Image suggestion evaluation August 2020
Closed, ResolvedPublic
Actions

Description

In the parent task (T256081), @Miriam generated lists of image recommendations for six languages. In this task, the following people will evaluate the recommendations in the lists:

I put the files in tabs in this spreadsheet: https://docs.google.com/spreadsheets/d/120ux_OPnqGWwrufgAvoBFBqDiPGquK4Xgd4UevLFuu0/edit#gid=778067505 (it is also possible to view all top images with their articles at once via this link). In our first pass, we will evaluate the first 50 articles in each list. I sorted the articles randomly so we are evaluating a representative group.

We'll classify the "top. image" into these categories, along with explanatory comments where useful:

Classification	Explanation
2	Great match for the article, illustrating the thing that is the title of the article; e.g. the article is "Food" and it is an image of food.
1	Good match, but difficult to confirm for the article unless the user has some context, and would need a good caption; e.g. the article is "Food" and it is an image of a famous chef.
0	Not a fit for the article at all; e.g. the article is "Food" and the image is a car.
-1	Image is correct for the subject, but does not match the local culture; e.g. the article is "Food" and the image is a specific food from a specific culture that is not recognizable in the local culture.
-2	Misleading image that a newcomer could accidentally think is correct; e.g. the article is "Taco" and the image is a burrito.

Details

Due Date: Aug 27 2020, 7:00 AM

Related Objects
Search...

Status	Assigned	Task
Resolved	CBogen	T254768 [EPIC] Image recommendations proof-of-concept phase
Resolved	Miriam	T256081 Image matching algorithm
Resolved	MMiller_WMF	T260857 Image suggestion evaluation August 2020

Event Timeline

@revi @Trizek-WMF @PPham @Dyolf77_WMF @Urbanecm -- we're ready to start on this task, like we discussed in our meetings this week. Let's evaluate the first 50 article on each of our sheets. Please post any questions here. And when you're finished, please post a comment here leaving any overall notes or reactions to the algorithm.

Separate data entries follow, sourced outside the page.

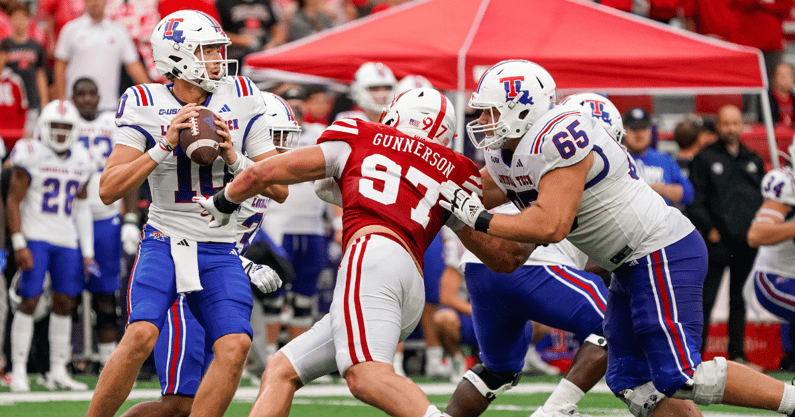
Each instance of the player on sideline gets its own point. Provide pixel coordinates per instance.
(389, 175)
(177, 246)
(98, 134)
(47, 214)
(571, 179)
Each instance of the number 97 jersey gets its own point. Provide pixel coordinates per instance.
(392, 180)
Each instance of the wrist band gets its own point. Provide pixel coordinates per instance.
(131, 218)
(223, 204)
(18, 241)
(482, 222)
(159, 152)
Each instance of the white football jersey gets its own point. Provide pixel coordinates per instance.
(620, 217)
(302, 212)
(46, 210)
(143, 116)
(561, 253)
(779, 185)
(249, 219)
(98, 136)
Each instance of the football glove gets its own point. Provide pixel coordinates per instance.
(328, 190)
(263, 277)
(466, 207)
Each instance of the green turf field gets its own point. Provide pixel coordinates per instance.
(334, 400)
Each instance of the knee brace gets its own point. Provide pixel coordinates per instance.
(490, 384)
(302, 310)
(597, 340)
(707, 385)
(642, 400)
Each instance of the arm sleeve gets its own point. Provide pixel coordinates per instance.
(336, 154)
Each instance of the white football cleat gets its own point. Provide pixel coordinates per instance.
(568, 410)
(20, 383)
(62, 380)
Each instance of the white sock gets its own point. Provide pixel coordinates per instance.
(565, 393)
(432, 411)
(787, 405)
(60, 338)
(21, 338)
(105, 350)
(434, 355)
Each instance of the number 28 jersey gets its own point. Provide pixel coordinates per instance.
(55, 182)
(391, 180)
(143, 116)
(620, 217)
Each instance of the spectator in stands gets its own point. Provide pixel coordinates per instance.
(726, 177)
(782, 102)
(309, 18)
(761, 26)
(139, 18)
(252, 26)
(78, 55)
(27, 58)
(13, 103)
(658, 169)
(54, 15)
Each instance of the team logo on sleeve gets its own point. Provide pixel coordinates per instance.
(172, 32)
(513, 90)
(598, 111)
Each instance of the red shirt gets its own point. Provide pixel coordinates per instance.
(393, 181)
(13, 107)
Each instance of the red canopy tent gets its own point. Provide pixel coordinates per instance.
(583, 45)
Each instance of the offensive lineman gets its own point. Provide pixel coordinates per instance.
(388, 175)
(571, 179)
(178, 252)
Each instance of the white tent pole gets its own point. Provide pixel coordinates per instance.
(767, 115)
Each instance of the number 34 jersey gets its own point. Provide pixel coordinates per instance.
(779, 185)
(143, 116)
(392, 180)
(620, 217)
(46, 209)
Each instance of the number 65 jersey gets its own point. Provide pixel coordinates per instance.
(620, 217)
(392, 180)
(143, 116)
(55, 182)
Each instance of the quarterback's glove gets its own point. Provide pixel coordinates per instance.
(130, 234)
(467, 207)
(218, 207)
(262, 276)
(328, 190)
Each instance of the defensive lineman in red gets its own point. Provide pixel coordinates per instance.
(389, 175)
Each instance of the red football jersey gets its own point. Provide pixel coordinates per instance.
(392, 180)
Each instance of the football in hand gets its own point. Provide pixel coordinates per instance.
(200, 142)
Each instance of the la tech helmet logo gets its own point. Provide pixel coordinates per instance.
(172, 33)
(513, 90)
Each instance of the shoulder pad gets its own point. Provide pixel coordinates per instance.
(779, 185)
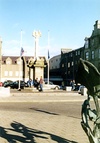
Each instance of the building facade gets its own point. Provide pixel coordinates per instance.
(90, 51)
(15, 68)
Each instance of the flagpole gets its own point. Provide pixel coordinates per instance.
(19, 88)
(48, 55)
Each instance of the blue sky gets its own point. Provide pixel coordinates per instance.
(68, 22)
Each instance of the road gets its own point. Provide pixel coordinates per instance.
(59, 108)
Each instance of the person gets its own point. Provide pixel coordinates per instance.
(41, 84)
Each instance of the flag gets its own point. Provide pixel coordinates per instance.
(48, 55)
(22, 52)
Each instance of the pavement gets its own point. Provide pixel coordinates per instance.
(39, 127)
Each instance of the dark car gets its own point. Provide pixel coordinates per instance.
(17, 85)
(7, 83)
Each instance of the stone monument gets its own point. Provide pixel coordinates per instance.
(37, 64)
(89, 76)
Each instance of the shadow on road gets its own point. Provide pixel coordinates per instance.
(23, 134)
(39, 110)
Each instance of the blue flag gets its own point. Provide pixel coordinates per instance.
(22, 52)
(48, 55)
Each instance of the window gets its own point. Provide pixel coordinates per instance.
(71, 54)
(17, 73)
(8, 62)
(92, 56)
(62, 65)
(87, 55)
(76, 53)
(10, 73)
(68, 65)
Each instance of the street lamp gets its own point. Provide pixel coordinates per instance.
(36, 35)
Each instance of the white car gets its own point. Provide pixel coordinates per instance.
(50, 86)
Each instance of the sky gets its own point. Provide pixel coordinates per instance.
(67, 22)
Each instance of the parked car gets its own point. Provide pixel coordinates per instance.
(16, 84)
(7, 83)
(50, 85)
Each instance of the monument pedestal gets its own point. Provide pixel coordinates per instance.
(36, 68)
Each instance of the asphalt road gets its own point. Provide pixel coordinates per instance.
(59, 108)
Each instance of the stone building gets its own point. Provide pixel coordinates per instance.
(90, 51)
(15, 68)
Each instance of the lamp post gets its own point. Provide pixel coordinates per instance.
(36, 35)
(0, 59)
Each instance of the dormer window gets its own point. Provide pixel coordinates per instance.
(8, 62)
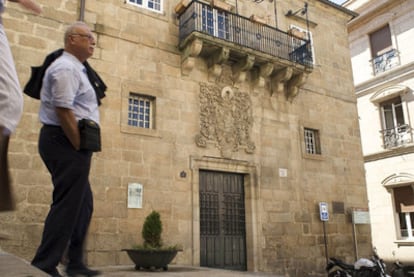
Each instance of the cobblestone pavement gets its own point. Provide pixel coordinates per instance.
(12, 266)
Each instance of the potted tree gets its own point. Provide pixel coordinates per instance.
(152, 254)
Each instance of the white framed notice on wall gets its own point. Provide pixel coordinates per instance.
(135, 192)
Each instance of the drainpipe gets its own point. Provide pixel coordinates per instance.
(82, 11)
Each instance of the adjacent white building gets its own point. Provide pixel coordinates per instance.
(381, 42)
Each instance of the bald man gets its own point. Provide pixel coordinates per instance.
(66, 97)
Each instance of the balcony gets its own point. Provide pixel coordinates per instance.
(214, 33)
(386, 61)
(398, 136)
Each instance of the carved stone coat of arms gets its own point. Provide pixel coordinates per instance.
(225, 119)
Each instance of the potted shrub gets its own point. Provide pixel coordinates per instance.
(152, 254)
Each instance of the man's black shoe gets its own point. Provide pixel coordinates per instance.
(84, 271)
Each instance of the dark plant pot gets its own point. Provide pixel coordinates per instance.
(150, 259)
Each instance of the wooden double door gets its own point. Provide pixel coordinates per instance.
(222, 220)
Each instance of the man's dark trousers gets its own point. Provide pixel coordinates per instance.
(70, 213)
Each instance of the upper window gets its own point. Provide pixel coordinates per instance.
(394, 129)
(215, 22)
(303, 44)
(384, 57)
(380, 41)
(140, 111)
(404, 206)
(154, 5)
(312, 142)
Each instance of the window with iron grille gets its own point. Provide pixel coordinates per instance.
(404, 206)
(215, 22)
(140, 111)
(394, 129)
(312, 143)
(153, 5)
(384, 56)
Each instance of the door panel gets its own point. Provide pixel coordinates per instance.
(222, 220)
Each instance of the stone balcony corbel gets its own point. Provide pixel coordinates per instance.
(279, 80)
(265, 70)
(294, 84)
(190, 53)
(216, 60)
(241, 67)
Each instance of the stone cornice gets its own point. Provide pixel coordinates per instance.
(389, 153)
(393, 76)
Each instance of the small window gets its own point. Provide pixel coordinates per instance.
(404, 206)
(394, 129)
(312, 143)
(215, 22)
(140, 110)
(380, 41)
(302, 42)
(154, 5)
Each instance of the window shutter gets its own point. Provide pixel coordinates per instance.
(380, 41)
(404, 199)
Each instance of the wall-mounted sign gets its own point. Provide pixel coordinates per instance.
(135, 192)
(360, 217)
(323, 211)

MMiller_WMF set Due Date to Aug 27 2020, 7:00 AM.Aug 19 2020, 9:07 PM

MMiller_WMF moved this task from Incoming to In Progress on the Growth-Team (Sprint 0 (Growth Team)) board.

Urbanecm added a project: User-Urbanecm.Aug 19 2020, 10:06 PM

Dyolf77_WMF added a project: User-Dyolf77.Aug 20 2020, 11:57 AM

Urbanecm_WMF edited projects, added User-Urbanecm_WMF; removed User-Urbanecm.Aug 21 2020, 11:24 AM

Urbanecm_WMF updated the task description. (Show Details)

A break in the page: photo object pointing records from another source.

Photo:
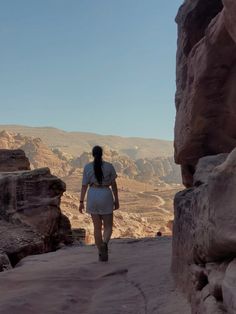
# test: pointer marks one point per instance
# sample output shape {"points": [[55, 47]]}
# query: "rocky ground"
{"points": [[143, 211], [136, 280]]}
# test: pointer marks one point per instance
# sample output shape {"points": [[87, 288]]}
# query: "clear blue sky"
{"points": [[103, 66]]}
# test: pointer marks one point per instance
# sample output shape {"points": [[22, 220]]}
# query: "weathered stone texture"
{"points": [[31, 221], [204, 235], [206, 75], [13, 160]]}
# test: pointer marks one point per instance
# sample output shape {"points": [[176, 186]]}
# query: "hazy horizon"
{"points": [[104, 67], [79, 131]]}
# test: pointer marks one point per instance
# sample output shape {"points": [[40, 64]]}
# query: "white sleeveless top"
{"points": [[109, 174]]}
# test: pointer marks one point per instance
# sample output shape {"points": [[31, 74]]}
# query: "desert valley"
{"points": [[148, 179]]}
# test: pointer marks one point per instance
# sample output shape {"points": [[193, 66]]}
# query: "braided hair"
{"points": [[97, 164]]}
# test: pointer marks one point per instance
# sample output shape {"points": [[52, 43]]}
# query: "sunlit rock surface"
{"points": [[31, 221], [206, 76]]}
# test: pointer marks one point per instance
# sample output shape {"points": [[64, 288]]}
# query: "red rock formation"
{"points": [[13, 160], [204, 231], [206, 74], [31, 221]]}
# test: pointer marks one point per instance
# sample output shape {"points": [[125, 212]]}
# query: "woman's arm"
{"points": [[115, 192], [82, 196]]}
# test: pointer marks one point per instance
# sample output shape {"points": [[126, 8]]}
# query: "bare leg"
{"points": [[97, 224], [108, 223]]}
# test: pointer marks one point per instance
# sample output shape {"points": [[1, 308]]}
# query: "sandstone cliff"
{"points": [[204, 243], [31, 221], [205, 97]]}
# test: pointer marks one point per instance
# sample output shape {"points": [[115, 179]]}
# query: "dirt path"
{"points": [[136, 280]]}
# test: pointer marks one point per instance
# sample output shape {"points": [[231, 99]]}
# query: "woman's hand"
{"points": [[81, 207], [116, 204]]}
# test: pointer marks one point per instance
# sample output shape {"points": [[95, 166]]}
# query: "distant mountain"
{"points": [[75, 143]]}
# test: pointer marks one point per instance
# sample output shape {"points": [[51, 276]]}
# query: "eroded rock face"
{"points": [[206, 75], [204, 236], [31, 221], [13, 160]]}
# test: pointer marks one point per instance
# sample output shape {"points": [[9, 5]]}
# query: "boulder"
{"points": [[31, 221], [204, 234], [13, 160], [206, 74]]}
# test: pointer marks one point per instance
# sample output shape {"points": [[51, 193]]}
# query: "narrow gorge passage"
{"points": [[136, 280]]}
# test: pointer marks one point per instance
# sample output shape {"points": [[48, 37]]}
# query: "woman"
{"points": [[99, 175]]}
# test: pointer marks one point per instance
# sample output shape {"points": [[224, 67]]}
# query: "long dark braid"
{"points": [[97, 164]]}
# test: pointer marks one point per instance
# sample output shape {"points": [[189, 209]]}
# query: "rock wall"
{"points": [[206, 74], [204, 241], [13, 160], [204, 231], [31, 221]]}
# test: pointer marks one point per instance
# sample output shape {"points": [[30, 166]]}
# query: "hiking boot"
{"points": [[103, 253]]}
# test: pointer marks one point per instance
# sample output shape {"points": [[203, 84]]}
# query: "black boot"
{"points": [[103, 253]]}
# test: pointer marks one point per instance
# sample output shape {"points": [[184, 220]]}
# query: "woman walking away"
{"points": [[100, 175]]}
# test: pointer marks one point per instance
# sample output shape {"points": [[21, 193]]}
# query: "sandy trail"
{"points": [[136, 280]]}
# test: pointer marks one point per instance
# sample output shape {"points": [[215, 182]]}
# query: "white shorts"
{"points": [[100, 201]]}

Hopefully you all aren't that far: because I'm lazy, I built a script that generates a page that shows both page title and the image in one place. You can view your own generated file at https://people.wikimedia.org/~urbanecm/growth-team/image-evaluation-aug-2020-T260857/. Hope this helps!

Urbanecm_WMF updated the task description. (Show Details)Aug 22 2020, 4:58 PM

Urbanecm_WMF updated the task description. (Show Details)

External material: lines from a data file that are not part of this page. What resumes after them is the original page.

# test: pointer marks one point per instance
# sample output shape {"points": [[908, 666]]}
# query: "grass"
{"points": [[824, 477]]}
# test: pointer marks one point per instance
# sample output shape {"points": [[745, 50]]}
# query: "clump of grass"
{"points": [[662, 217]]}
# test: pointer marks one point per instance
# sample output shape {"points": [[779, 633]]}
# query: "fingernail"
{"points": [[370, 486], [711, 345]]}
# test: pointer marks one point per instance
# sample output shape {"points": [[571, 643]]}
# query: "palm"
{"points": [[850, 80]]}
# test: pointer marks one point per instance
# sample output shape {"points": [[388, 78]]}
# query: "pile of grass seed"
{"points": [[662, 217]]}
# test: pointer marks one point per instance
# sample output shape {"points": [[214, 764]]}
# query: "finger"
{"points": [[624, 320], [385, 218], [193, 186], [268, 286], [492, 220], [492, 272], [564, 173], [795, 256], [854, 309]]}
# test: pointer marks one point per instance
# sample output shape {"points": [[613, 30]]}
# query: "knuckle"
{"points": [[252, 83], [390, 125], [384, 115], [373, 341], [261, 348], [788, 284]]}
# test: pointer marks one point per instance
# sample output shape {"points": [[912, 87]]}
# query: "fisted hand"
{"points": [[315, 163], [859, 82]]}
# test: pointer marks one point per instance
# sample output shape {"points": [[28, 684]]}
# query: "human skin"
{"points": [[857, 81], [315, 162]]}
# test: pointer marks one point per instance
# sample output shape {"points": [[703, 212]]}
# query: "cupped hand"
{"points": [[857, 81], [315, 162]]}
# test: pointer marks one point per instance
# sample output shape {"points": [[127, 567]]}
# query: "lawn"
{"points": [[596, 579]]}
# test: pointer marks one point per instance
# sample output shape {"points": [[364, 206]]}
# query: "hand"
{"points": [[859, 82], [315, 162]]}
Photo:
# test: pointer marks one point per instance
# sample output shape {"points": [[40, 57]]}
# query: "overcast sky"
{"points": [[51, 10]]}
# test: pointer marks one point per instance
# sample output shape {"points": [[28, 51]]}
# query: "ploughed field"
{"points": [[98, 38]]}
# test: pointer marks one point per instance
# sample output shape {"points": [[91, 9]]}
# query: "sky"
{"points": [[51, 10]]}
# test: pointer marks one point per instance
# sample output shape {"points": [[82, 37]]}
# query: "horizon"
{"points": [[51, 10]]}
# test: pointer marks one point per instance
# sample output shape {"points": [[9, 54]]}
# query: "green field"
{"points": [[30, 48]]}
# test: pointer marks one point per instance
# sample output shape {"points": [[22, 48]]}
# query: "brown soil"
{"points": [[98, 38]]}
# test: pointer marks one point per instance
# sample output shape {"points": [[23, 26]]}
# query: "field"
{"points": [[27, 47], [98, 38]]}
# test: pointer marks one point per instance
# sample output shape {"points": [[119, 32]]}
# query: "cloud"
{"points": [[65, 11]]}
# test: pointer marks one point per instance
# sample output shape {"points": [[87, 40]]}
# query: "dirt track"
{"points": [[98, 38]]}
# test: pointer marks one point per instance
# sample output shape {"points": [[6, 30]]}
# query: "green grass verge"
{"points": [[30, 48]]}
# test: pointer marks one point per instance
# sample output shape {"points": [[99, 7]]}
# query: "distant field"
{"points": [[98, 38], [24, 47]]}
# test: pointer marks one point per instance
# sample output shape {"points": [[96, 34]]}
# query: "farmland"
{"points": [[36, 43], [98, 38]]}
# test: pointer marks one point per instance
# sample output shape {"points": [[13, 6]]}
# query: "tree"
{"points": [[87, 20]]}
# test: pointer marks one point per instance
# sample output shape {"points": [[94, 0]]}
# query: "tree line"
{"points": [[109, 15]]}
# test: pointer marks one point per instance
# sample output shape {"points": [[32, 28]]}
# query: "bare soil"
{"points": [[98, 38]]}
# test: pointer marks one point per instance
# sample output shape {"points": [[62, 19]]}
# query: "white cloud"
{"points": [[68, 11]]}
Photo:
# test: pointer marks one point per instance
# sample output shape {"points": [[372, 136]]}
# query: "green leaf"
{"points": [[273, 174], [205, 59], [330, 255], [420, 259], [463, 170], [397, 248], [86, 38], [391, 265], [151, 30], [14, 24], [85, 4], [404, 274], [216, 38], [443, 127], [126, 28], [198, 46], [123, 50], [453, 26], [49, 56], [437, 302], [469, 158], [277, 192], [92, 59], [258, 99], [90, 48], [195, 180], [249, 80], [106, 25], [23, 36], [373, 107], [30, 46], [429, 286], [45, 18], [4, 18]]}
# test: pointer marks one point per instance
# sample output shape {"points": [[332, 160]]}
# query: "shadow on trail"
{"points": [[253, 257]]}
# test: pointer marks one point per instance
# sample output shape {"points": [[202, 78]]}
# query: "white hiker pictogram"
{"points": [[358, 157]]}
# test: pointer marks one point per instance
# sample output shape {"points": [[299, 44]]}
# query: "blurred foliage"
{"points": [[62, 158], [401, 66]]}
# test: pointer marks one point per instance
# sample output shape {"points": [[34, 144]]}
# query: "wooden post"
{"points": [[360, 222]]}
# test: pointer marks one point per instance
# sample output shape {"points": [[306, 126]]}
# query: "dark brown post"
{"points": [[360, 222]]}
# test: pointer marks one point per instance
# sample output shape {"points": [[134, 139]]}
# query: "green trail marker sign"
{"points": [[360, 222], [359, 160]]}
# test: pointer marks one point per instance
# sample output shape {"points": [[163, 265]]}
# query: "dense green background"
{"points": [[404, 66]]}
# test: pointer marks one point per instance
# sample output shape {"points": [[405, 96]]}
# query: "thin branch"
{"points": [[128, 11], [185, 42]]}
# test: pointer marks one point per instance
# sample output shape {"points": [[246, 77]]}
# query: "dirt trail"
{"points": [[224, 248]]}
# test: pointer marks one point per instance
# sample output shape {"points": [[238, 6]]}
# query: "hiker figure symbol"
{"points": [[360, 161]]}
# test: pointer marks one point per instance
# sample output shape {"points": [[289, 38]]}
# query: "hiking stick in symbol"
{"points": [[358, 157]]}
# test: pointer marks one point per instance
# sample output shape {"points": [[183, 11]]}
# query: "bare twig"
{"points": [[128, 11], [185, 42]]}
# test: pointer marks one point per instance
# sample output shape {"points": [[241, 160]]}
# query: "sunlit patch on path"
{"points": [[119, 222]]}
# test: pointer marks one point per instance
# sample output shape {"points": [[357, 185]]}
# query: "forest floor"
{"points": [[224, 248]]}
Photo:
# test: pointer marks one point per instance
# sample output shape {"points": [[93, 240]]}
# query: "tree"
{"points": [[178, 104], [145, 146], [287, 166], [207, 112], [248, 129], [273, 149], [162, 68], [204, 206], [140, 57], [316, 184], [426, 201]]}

Some general comments after finishing the evaluation:
Most of the suggestions are on animals/flowers, astronomical bodies, biographies and geographical locations in my case:

Animals/flowers: Mostly wrong suggestions as it suggests image of species in the same genus or family but they are different species.
Astronomical bodies: This is hard to evaluate since my knowledge about this subject is narrow, but in my impression none in this group is a "2".
Biographies: Has a high rate of correct suggestion, perhaps because you can just match the name of the article with file's name
Geographical locations: has the highest rate of correct suggestion, same reason with biographies maybe.

If you want to confirm whether it fits or not, you have to actually follow the file to other languages, read the articles, google search the subject in some cases... overall most of the evaluation would require more than two clicks. Some of them would not be suitable for newcomers - it could be hard for them to navigate through different languages and projects (wikidata, wikispecies, wikicommons, etc.).

Of course it is a promising idea, but let's not forget that the newcomer is not as dedicated to Wikipedia as us, so perhaps they won't want to waste so much time clicking around, but instead want a more immediate and direct result/edit? But this type of suggestion is definitely valuable to us experienced users lol.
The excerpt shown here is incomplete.